To remedy these issues and offer these adults the well-being they deserve, we again joined Fundación Ilumina and Pequeño Cottolengo to transform this space into a healing garden. In terms of its design, the construction of spaces within the pavilion with views to the exterior of the home are being considered, so that its users can enjoy the garden throughout the year. The design will include improved access to the garden using soft pavements, ramps, doors that are easy to open, and providing shade at the entrances to avoid sudden glares when entering the space. Seats will also be installed at the entrances for those who are unable to walk very far, or those who do not wish to, as well as support elements to give a sense of safety for users, such as guardrails and seats placed frequently, every 7 or 10 meters. A large variety of plant species will be planted, to add a variety of colors, smells, textures and movement from the wind. Paths of various lengths and shapes will be placed along the garden, to encourage users to walk along them. Lastly, there will be spaces that invite users to either be alone or in a group, as well as cleared spaces for activities, and others for gardening or horticultural therapy.

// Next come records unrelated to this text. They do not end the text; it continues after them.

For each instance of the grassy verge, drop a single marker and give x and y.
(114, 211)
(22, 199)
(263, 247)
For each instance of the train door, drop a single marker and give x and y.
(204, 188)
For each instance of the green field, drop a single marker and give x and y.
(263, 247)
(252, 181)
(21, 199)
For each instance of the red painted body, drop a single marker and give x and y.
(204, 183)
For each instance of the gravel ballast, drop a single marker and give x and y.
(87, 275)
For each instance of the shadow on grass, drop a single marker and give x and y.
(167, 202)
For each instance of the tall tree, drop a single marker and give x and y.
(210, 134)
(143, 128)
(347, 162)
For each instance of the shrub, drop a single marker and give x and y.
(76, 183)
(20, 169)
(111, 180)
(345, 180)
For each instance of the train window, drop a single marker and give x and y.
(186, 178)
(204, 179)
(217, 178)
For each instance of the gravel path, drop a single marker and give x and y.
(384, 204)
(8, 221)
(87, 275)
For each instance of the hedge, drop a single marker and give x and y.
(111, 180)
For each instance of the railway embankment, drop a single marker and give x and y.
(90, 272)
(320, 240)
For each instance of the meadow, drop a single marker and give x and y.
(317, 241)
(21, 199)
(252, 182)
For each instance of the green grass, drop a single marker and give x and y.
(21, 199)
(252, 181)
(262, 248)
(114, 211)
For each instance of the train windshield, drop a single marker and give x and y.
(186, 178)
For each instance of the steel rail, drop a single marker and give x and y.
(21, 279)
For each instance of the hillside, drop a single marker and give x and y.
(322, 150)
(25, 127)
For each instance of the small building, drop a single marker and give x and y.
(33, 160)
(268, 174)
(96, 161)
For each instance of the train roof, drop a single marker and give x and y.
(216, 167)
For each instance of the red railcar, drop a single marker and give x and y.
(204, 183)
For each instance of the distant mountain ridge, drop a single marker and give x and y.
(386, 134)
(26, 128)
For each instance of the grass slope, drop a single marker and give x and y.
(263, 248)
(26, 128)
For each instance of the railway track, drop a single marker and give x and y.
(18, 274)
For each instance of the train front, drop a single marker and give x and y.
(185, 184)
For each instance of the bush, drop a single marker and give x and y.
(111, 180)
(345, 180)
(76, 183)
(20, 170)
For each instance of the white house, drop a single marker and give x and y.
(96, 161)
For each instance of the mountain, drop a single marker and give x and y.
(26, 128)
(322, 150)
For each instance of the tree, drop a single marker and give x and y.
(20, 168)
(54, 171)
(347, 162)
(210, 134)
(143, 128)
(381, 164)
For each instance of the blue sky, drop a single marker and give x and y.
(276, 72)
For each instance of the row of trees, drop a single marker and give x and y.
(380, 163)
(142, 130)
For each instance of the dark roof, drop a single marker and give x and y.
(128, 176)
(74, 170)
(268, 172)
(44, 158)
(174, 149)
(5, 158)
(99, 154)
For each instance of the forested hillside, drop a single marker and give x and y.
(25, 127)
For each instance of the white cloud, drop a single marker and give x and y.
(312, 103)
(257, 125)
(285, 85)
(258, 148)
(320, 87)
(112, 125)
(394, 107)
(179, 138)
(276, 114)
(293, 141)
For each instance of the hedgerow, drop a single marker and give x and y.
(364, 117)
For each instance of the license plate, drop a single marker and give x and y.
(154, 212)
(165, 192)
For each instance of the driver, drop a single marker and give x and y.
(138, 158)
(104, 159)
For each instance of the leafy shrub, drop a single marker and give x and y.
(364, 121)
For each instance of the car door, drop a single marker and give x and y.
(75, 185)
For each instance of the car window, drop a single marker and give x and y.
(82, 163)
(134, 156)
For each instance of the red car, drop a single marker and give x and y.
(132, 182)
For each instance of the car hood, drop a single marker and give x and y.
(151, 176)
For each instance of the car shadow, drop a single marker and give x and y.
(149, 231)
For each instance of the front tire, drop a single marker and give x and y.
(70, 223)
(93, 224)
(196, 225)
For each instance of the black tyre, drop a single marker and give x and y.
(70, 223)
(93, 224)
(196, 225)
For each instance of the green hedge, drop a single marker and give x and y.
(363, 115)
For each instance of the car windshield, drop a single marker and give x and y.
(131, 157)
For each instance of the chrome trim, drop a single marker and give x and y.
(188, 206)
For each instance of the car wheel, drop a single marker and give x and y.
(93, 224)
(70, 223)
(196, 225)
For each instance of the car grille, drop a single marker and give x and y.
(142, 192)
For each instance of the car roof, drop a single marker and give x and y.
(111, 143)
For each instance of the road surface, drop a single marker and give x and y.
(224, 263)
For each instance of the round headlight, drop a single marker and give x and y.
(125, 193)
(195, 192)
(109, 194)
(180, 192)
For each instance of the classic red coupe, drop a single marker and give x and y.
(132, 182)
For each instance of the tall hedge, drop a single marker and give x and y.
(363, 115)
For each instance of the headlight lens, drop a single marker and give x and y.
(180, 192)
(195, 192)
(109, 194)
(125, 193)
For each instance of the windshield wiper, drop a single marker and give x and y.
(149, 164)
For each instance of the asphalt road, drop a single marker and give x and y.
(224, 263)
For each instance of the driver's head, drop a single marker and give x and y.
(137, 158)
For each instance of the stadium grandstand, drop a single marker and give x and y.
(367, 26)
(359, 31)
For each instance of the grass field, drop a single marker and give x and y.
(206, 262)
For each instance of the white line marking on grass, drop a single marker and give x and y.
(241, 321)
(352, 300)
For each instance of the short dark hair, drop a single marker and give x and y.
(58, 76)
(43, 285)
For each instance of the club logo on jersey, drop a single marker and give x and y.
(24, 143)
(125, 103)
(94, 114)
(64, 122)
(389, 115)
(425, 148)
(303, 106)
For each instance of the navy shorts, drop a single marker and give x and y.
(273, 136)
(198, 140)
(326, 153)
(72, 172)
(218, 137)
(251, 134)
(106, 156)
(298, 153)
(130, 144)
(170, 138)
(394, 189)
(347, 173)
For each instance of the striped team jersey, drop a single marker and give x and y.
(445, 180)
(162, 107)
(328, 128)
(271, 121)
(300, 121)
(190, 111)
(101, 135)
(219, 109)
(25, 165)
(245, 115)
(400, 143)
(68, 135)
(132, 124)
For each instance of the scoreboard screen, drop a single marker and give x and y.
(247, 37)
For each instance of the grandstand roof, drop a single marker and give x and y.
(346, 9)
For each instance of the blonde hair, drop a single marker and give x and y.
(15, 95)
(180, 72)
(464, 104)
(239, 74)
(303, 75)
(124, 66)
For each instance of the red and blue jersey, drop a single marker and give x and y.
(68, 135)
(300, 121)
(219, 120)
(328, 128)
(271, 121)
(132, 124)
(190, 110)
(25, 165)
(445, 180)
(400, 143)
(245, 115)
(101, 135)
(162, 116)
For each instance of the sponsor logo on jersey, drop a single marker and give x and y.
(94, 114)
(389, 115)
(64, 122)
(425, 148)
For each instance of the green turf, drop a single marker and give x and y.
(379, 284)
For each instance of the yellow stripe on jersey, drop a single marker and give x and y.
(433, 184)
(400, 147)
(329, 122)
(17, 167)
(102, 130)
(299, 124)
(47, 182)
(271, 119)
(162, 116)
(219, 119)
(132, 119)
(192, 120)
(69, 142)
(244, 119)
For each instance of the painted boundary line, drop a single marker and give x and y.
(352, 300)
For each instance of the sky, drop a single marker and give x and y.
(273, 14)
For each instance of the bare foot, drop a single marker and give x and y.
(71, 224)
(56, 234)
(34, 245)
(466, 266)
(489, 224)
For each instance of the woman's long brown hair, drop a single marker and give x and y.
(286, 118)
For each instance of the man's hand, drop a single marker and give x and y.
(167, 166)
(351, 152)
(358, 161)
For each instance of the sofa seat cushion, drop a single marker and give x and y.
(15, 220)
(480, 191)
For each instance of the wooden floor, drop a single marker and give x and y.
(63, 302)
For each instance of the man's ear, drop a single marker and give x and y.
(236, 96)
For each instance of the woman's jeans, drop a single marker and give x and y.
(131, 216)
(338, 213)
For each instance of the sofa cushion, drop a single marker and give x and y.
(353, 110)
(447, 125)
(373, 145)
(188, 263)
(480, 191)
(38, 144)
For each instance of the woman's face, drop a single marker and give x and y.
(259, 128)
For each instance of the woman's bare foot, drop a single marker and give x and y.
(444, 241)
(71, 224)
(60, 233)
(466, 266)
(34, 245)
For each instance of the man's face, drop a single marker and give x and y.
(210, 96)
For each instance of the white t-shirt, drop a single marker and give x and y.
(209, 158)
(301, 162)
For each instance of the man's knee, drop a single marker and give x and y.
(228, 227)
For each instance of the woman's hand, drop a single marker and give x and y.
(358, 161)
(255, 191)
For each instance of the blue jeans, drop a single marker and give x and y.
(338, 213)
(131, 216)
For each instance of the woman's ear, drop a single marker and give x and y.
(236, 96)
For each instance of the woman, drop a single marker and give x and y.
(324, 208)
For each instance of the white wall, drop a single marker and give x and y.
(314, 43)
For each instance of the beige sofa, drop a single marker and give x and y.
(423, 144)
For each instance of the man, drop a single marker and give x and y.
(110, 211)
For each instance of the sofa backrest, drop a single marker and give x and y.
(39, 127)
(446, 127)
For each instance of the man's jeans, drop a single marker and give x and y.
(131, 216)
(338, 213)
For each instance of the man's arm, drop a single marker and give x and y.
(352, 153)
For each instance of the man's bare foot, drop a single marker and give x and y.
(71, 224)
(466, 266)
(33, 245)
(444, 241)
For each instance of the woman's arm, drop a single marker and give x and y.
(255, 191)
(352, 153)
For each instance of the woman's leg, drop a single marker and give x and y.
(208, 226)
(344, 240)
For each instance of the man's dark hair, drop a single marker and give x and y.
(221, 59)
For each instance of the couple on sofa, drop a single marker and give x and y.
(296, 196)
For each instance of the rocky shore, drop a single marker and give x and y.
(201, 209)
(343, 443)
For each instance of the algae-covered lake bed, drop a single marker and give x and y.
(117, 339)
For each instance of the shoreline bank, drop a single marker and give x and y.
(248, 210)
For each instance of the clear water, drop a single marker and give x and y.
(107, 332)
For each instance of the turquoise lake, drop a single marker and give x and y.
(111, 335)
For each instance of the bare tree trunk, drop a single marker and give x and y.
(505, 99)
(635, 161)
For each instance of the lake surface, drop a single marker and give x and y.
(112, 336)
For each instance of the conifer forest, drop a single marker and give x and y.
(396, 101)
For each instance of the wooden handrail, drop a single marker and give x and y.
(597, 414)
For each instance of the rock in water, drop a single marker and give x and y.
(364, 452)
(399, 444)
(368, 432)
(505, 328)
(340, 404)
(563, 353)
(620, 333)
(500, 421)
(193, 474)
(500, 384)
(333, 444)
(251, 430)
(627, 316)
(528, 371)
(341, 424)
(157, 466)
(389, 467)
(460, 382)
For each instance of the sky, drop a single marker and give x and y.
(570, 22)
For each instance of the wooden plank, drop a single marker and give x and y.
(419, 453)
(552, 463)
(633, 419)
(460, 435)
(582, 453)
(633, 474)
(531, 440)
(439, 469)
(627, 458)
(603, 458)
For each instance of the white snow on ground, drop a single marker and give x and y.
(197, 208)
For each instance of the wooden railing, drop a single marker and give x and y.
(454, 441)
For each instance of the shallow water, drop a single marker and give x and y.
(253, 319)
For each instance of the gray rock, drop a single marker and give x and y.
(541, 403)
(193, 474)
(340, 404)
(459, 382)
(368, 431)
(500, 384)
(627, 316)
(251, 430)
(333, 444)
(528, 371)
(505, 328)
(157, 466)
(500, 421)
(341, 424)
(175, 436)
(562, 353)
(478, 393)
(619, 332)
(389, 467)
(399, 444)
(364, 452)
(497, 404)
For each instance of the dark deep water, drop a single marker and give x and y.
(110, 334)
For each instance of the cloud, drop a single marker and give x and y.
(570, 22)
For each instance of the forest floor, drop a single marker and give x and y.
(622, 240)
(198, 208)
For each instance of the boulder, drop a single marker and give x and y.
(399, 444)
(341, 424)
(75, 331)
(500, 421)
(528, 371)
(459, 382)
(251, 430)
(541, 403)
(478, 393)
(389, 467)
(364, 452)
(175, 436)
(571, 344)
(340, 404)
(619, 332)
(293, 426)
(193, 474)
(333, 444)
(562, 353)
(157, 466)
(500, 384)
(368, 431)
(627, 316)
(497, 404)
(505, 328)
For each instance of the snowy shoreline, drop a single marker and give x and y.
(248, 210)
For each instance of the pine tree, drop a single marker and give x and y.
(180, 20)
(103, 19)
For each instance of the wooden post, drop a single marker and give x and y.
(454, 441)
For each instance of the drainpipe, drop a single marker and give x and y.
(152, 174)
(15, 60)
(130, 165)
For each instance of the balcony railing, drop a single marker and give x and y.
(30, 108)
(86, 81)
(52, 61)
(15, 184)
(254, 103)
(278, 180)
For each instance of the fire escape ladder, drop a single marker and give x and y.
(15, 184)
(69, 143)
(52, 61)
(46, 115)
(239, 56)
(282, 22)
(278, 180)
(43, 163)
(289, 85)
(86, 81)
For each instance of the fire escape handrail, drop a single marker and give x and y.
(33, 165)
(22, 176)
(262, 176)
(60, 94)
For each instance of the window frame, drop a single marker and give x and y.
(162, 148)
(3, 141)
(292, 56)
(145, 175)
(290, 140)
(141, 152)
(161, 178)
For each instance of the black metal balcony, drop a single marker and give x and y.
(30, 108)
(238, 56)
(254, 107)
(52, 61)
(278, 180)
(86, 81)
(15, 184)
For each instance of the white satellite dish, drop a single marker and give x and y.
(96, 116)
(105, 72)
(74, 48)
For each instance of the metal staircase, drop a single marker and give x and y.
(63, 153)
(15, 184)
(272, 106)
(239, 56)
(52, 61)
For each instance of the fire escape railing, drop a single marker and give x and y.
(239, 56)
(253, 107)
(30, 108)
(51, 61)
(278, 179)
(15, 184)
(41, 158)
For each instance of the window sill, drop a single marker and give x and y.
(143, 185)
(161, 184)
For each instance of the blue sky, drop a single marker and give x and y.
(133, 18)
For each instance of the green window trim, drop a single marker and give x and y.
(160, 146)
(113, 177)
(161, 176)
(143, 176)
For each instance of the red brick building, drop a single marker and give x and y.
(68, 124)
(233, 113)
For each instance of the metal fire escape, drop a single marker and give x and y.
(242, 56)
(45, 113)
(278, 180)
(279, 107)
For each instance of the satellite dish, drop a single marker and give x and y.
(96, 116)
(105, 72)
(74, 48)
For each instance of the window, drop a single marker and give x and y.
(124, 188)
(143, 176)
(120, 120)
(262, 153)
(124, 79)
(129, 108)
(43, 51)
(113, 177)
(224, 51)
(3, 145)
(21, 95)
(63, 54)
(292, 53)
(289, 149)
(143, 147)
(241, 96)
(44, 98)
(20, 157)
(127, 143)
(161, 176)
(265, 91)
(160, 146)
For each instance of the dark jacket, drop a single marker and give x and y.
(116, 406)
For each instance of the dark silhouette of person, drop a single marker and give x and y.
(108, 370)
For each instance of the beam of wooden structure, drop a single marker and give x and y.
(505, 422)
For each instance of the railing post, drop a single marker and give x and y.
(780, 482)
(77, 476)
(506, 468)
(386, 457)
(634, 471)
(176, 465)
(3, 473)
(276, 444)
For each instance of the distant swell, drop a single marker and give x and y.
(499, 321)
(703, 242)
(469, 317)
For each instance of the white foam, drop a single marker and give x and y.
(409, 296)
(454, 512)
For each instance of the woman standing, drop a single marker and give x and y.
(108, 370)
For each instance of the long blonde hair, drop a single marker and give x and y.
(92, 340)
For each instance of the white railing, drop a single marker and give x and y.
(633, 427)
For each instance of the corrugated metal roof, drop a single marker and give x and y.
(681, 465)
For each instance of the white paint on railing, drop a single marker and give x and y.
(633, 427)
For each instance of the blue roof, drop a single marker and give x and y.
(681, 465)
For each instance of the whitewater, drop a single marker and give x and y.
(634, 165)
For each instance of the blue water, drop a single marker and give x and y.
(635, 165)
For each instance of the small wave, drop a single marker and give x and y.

“The garden of the San José Home offers some ideal conditions to think about this new intervention. The first thing I would like to propose, as an almost basic theoretical defense, is that we have a right to a dignified life, but also to die with dignity. Many of the people who live in the Pequeño Cottolengo have spent over half their lives there and, eventually, will go to the San José Home to die. It is fair to die in peace. In terms of benefits and scope, there is a great deal of research that shows how activities performed in a garden (walking, sunbathing, socializing, etc.) have a positive impact on the health of the elderly, as they slow the development of neurodegenerative conditions and significantly improve their quality of life.” Marcela Tenorio, neuropsychologist.